The new legislation subjects "indemnity mortgages" to recordation tax in the same manner as if the guarantor were primarily liable under the guaranteed loan. The bill defines an "indemnity mortgage" as including "any mortgage, deed of trust, or other security interest in real property that secures a guarantee of repayment of a loan for which the guarantor is not primarily liable." The bill also provides that "[s]ecured debt with respect to an indemnity mortgage is deemed to be incurred for purposes of this subsection when and to the same extent as debt is incurred on the guaranteed loan."

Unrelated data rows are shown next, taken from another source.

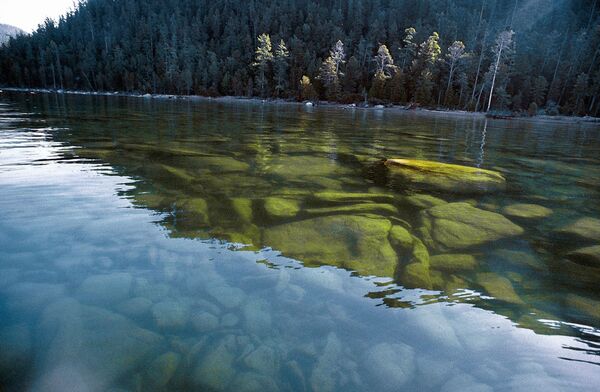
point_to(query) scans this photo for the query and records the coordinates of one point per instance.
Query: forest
(523, 56)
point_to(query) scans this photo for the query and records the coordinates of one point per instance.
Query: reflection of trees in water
(165, 146)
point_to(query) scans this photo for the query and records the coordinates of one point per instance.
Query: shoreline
(318, 104)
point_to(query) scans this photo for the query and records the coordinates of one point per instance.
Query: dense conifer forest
(536, 56)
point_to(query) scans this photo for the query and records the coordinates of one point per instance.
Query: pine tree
(456, 52)
(307, 90)
(501, 51)
(409, 47)
(263, 56)
(539, 89)
(281, 62)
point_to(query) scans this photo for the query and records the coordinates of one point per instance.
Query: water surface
(169, 245)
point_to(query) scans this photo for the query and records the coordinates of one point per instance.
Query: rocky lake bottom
(241, 247)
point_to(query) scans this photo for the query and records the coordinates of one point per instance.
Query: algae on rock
(460, 226)
(526, 211)
(444, 177)
(281, 208)
(582, 229)
(453, 262)
(359, 243)
(498, 287)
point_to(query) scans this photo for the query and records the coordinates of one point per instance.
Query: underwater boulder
(452, 262)
(583, 229)
(444, 177)
(352, 197)
(589, 256)
(498, 287)
(422, 201)
(460, 226)
(281, 208)
(358, 243)
(360, 208)
(526, 211)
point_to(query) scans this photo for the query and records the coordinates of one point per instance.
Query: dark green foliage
(208, 47)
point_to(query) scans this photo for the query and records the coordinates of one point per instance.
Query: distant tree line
(517, 55)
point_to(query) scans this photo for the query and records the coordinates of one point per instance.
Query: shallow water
(169, 245)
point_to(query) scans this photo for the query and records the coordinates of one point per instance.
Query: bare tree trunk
(557, 65)
(480, 56)
(494, 77)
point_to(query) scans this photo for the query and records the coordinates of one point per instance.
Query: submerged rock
(352, 197)
(281, 208)
(453, 262)
(170, 314)
(135, 307)
(196, 210)
(416, 274)
(527, 211)
(359, 243)
(519, 258)
(253, 382)
(583, 229)
(243, 209)
(390, 365)
(422, 201)
(221, 164)
(400, 238)
(460, 226)
(588, 256)
(229, 297)
(584, 305)
(429, 175)
(263, 360)
(162, 370)
(498, 287)
(364, 208)
(204, 322)
(215, 370)
(15, 353)
(106, 289)
(89, 347)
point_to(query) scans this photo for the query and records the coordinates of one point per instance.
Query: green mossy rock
(443, 177)
(281, 208)
(352, 197)
(498, 287)
(243, 209)
(527, 211)
(454, 284)
(162, 370)
(177, 174)
(461, 226)
(584, 305)
(416, 275)
(221, 164)
(587, 229)
(358, 243)
(420, 253)
(362, 208)
(519, 258)
(303, 166)
(400, 238)
(150, 200)
(589, 256)
(197, 208)
(452, 262)
(422, 201)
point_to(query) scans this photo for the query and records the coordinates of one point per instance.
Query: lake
(196, 245)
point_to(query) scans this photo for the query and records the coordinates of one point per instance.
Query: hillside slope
(549, 55)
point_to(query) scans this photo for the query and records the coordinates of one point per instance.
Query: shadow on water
(299, 189)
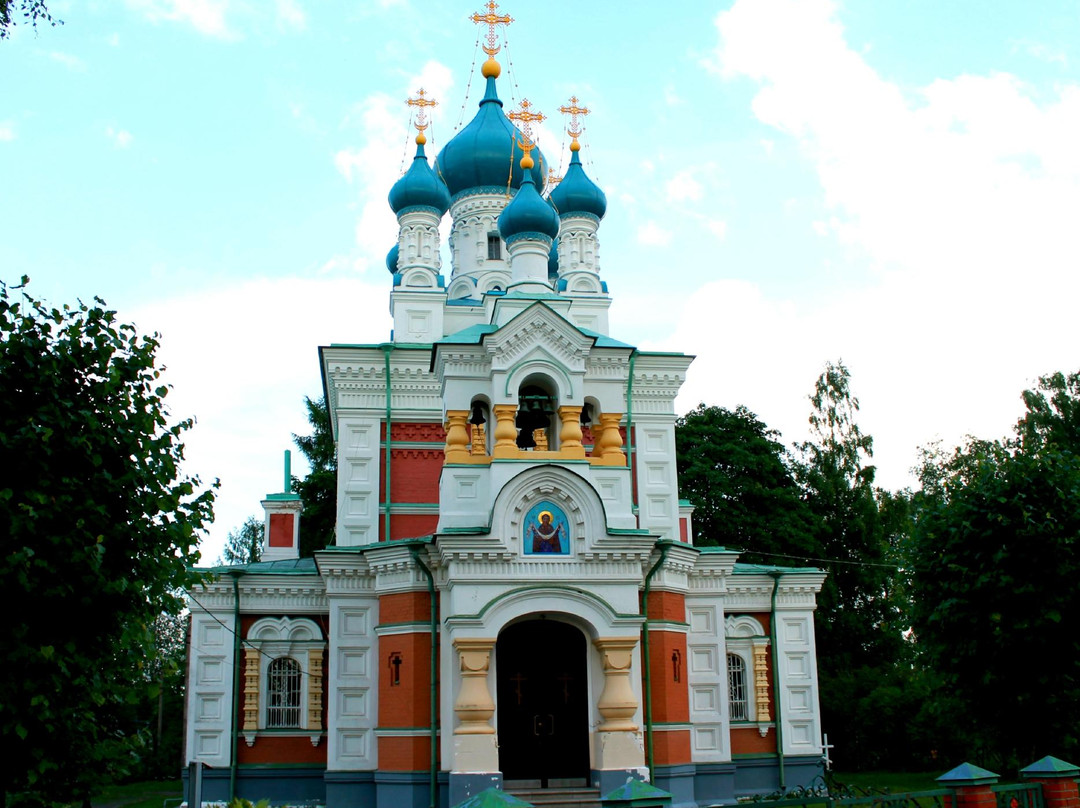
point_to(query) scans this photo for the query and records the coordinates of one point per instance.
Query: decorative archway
(543, 704)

The bill contains two exceptions. It does not apply to the extent recordation tax is paid on another instrument of writing that secures payment of the guaranteed loan. For example, if the borrower is merely adding property to enhance the collateral for a loan and had already paid recordation tax on the loan, recordation tax would not be due on a deed of trust encumbering the additional property. Nor does the new law apply to an indemnity mortgage that secures a guarantee of repayment of a loan for less than $1,000,000.

The new law does not alter the provisions of Section 12-105(f) of the Tax-Property Article of the Annotated Code of Maryland ("TPA"), which allow, with respect to a construction loan over $100,000 where the total amount of the debt secured has not been incurred at the time of recording, recordation taxes to be paid only on the principal amount of the debt incurred at that time. Construction borrowers can still pay the taxes incrementally, within seven days following each advance under the loan.

The new law also appears to leave intact the exemption from recordation taxes set forth in Section 12-108(e) of the TPA for "supplemental instruments of writing." That exemption provides that "a supplemental instrument of writing is not subject to recordation tax except to the extent that: (1) actual consideration is payable on the supplemental instrument of writing; or (2) the amount of debt is increased by the supplemental instrument of writing." Section 12-101(l) of the TPA defines a "supplemental instrument of writing" as "an instrument of writing that confirms, corrects, modifies, or supplements a previously recorded instrument of writing." Accordingly, under this exemption if a borrower refinances an existing $3 million loan, and the original IDOT is merely modified (rather than replaced with a new security instrument), then the new law appears only to tax any increase in the debt, and not to tax the pre-existing face amount of the IDOT. This places a premium on maintaining existing IDOTs and gives lenders under existing IDOTs a competitive advantage over new loans. It will be interesting to see whether a practice develops in Maryland refinance situations whereby existing IDOTs are preserved, transferred among lenders and then modified to suit the new lender's requirements.

DISCLAIMER: Because of the generality of this update, the information provided herein may not be applicable in all situations and should not be acted upon without specific legal advice based on particular situations.